The only exception is Zelda II, which was written as a sequel to The Legend of Zelda in the same way that the Book of Mormon is a sequel to the Bible. It's accepted as canon by a small group of zealous devotees, but it's just an interesting footnote to everyone else.
Hyrule Historia is the King James Bible of the Zelda mythos: it's a quasi-official version of the legend released by a ruling body who claims to have the authority to do this, but it's just as flawed as any other interpretation. Some people with a need for organizational certainty accept that HH is the real, official version of the legend and that's that, but the story of Link, like the story of Jesus, transcends any one text.

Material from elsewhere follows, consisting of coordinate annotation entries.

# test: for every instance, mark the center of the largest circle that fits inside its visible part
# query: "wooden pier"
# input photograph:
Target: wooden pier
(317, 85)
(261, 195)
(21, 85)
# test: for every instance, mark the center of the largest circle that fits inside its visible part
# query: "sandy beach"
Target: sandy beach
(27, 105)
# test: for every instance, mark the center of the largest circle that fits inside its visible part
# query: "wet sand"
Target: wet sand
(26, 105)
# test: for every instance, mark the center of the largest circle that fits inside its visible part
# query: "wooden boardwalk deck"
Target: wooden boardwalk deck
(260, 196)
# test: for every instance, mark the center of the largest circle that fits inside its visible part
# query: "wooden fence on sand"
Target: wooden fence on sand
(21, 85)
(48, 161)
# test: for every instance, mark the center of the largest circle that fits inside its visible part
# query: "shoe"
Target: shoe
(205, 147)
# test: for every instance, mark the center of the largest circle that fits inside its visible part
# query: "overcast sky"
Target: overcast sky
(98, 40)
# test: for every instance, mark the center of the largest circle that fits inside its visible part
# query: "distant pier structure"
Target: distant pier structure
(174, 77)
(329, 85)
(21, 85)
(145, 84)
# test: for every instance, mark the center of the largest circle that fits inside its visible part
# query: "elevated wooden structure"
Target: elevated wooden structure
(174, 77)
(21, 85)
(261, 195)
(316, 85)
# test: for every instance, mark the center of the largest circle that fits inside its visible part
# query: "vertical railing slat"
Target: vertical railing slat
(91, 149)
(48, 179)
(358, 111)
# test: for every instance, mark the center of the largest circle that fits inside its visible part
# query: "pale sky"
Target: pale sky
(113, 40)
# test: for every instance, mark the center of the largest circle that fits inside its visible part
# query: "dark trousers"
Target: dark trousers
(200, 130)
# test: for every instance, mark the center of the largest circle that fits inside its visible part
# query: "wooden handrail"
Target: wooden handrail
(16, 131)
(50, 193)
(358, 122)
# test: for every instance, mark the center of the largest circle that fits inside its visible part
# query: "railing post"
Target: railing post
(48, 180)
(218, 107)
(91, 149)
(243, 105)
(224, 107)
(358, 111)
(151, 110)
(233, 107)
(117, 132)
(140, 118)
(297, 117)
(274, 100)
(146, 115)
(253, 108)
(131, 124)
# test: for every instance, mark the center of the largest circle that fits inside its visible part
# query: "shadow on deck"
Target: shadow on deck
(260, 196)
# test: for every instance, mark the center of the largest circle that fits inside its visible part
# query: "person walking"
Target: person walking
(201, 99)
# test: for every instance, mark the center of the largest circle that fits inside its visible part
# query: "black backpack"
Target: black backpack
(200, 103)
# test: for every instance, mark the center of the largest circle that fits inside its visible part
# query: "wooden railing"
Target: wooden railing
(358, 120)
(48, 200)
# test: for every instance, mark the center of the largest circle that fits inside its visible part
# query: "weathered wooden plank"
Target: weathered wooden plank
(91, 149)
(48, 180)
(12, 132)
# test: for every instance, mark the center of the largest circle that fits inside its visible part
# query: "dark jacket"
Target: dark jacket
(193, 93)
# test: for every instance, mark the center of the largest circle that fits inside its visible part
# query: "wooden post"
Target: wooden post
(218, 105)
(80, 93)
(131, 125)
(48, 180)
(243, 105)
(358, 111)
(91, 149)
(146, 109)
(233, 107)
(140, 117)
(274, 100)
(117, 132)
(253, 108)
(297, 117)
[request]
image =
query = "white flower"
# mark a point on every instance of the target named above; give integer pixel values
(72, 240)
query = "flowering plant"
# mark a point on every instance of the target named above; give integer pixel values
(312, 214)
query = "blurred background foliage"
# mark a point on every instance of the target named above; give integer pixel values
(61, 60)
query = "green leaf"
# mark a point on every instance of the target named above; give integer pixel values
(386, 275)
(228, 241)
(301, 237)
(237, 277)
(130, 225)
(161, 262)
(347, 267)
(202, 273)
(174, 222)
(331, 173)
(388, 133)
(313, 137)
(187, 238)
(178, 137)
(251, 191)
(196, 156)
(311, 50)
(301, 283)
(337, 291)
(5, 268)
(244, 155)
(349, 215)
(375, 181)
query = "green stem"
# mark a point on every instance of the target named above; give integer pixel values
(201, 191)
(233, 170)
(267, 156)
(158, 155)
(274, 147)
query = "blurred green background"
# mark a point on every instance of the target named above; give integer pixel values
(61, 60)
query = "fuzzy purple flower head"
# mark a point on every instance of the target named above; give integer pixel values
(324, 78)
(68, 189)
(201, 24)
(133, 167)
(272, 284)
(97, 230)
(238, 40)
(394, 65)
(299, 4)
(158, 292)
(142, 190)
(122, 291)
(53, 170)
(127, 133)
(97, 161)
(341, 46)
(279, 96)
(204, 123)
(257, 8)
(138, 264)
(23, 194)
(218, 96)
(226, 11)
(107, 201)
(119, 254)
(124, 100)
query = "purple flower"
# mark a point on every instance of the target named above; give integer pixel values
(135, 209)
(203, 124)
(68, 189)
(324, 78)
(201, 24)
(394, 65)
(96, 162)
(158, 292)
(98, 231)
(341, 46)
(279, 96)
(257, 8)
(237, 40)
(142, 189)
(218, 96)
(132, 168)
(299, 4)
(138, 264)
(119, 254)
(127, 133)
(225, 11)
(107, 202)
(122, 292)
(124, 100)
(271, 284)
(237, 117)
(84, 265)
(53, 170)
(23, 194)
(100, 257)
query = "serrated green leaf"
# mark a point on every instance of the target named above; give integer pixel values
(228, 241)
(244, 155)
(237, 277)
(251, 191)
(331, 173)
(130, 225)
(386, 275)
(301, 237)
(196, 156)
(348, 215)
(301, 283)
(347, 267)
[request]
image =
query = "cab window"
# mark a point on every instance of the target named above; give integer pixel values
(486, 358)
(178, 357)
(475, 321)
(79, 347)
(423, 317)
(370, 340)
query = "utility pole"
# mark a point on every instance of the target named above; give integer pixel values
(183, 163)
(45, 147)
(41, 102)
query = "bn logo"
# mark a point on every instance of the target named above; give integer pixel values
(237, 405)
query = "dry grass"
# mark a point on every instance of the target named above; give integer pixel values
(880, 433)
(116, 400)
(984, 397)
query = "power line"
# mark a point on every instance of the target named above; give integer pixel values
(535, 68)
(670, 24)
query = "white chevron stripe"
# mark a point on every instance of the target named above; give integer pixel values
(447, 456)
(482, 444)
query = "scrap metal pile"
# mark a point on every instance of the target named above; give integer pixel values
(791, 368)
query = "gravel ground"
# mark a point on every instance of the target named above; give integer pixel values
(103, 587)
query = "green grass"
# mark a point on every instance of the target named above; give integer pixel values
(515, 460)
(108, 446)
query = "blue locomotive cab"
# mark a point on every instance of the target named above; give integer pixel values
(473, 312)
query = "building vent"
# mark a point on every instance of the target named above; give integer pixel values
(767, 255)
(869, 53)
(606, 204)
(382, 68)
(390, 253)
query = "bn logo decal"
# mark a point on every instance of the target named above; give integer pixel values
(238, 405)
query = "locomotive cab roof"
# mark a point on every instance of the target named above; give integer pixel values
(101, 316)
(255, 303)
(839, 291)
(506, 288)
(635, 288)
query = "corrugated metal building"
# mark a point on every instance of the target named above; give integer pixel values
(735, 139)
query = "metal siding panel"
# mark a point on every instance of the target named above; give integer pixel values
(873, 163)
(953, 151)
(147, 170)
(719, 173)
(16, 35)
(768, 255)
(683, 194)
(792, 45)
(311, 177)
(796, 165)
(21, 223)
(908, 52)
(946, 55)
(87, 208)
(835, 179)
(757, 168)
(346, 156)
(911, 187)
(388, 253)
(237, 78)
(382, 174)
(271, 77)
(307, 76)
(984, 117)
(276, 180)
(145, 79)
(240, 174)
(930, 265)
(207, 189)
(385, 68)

@matt yes but kjv must be the right bible version
because in the musical joseph has a coloured coat
and kjv is the only one where his coat is coloured
therefore it cant not be the most accurate
@matt on a more serious, i like a lot of what youve just said, but i think that the most important aspect of the king james is that it was in english. i dont know how thatd fit into the analogy, but it was only by enforcing it as the correct interpretation that the english version got any real uptake.
thats how i see it anyway. i dont think the great bible or the bishop bible got pushed as much, which meant that priests could continue to keep bollocking their congregations.
@twee Yeah, I'm not really up on my bible history, so I'm sure this is a gross oversimplification, but I appreciate the thoughtful reply!